The 19th of March is the Feast of Saint Joseph, the adoptive father of the son of God. He is remembered as a righteous man, Joseph the just. Yet he lived a humble and obscure life. And perhaps he struggled with his conscience too…
Saint Joseph did not preach to multitudes, nor teach disciples, nor heal the sick or raise the dead. Although he was the heir of David’s throne, he was poor rather than rich. He lived a humble, hidden life, pursuing his daily labour to rear his family in the fear of the Lord. Therefore he was chosen by divine lot to be the protector and provider of the infant Saviour of the world. And the sons of his first marriage—James, Jude, Joses, and Simon—became leaders of the early church.
Saint Joseph’s lot was humble and obscure. But his task of saving Jesus from Herod’s hand, and raising him to manhood, was as vital to the salvation of the world as the work of Paul or Peter. In the same way, though our lot may be humble, we should do it as best we can, remembering that big doors turn on small hinges.
THE DEATH OF JOSEPH
There’s a story I like about Joseph. It is told in an old text of the eastern church, The History of Joseph the Carpenter, which purports to be narrated by Jesus. (Scholars date it to the sixth century. But it could be earlier or later, for there is very little evidence of its date at all.) This History describes Joseph the Carpenter as a good and righteous man. But then comes the hour of his death, and this most righteous man cries out in desperate anguish over his sins:
Woe to my tongue and my lips, which have brought forth and spoken vanity, detraction, falsehood, ignorance, derision, idle tales, craft, and hypocrisy! Woe to my eyes, which have looked upon scandalous things! Woe to mine ears, which have delighted in the words of slanderers! Woe to my hands, which have seized what did not of right belong to them! Woe to my belly and my bowels, which have lusted after food unlawful to be eaten! Woe to my feet, which have too often walked in ways displeasing to God! Woe to my body; and woe to my miserable soul, which has already turned aside from God its Maker! What shall I do when I arrive at that place where I must stand before the most righteous Judge, and when He shall call me to account for the works which I have heaped up in my youth?

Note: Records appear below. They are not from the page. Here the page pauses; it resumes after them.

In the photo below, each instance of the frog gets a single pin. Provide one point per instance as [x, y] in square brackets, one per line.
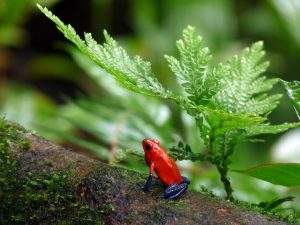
[165, 168]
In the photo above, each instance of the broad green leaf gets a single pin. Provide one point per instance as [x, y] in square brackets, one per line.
[285, 174]
[293, 90]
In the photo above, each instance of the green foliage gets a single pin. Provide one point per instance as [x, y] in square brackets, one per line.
[229, 102]
[286, 174]
[293, 91]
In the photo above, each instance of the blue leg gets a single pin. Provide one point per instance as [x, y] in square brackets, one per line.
[146, 186]
[175, 190]
[185, 180]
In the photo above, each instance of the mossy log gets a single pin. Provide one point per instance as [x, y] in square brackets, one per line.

The History of Joseph the Carpenter, 16.
Then Joseph looks up and sees Death and Gehenna and their demons coming to take him away. But he cries out to Jesus, who enters and comforts him, and holds him, and calls upon Michael and Gabriel to come for his soul. And so his soul is borne from the bosom of Jesus to the Paradise of God.
I suppose none of us is as righteous as we appear. We have all fallen short of the glory of the God. But, like good Joseph, we may cry in our distress to Jesus—crushed for our iniquities—and he will save us.